Click and scroll on the panorama above to see a 360 degree view!

Photo GPS points have been established along all of the rivers and creeks included in the River Menders’ native riparian habitat restoration project at multiple planting sites to monitor recovery efforts. Photo GPS point monitoring is conducted during late summer at approximately the same time each year.

Photographs for this panorama were taken from the same spot as RVC Restoration 5/04 when volunteers first planted shrubs and trees along this stretch of the creek.

Restoration of native riparian habitats occurs steadily, albeit slowly and rivers and creeks are dynamic and unique, responding differently to restoration efforts.

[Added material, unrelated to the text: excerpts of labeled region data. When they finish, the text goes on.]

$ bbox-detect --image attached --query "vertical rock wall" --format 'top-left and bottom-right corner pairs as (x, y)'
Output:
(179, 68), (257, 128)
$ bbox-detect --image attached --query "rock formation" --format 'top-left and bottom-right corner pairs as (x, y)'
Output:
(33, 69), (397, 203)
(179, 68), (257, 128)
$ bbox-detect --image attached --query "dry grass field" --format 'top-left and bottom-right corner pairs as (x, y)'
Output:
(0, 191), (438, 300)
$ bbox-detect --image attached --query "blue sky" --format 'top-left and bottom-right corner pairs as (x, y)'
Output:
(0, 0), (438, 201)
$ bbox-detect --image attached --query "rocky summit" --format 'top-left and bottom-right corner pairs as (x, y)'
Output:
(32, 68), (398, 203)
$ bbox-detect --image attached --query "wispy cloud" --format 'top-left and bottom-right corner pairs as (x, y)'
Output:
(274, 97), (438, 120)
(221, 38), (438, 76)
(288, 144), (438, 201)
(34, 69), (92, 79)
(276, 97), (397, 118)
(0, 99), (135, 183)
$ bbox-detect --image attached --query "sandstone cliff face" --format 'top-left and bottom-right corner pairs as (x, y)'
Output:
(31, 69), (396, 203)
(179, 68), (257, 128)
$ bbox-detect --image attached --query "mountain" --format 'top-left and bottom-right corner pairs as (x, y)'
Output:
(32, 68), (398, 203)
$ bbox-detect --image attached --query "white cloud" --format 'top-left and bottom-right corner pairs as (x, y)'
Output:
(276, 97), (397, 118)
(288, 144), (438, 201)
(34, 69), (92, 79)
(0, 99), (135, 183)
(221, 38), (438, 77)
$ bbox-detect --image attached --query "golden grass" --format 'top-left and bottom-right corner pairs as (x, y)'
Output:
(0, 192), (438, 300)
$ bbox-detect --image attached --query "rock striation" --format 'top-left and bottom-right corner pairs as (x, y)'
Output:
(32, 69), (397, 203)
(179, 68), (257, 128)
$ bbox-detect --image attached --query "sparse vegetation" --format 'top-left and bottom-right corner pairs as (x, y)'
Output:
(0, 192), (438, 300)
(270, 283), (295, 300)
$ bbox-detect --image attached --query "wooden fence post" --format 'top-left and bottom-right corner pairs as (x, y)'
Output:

During their first growing season in the wild, planted shrubs and trees put most of their energy towards root establishment. It may take five years or more for the plants to put up enough top growth to be readily visible. Highly competitive non-native pasture grasses that thrive along Round Valley Creek and the Little Salmon River rob the planted native species of sunlight, water and nutrients.

Patience and perseverance are qualities people working on native habitat restoration must possess.

This panorama taken August 30, 2005.

View restoration and "before and after" images
of Round Valley Creek.
(3.1 Mb PDF File)


Borah High School students work together building a willow weaving from hundreds of willow poles they harvested locally the previous day. Round Valley Creek. October 13, 2007.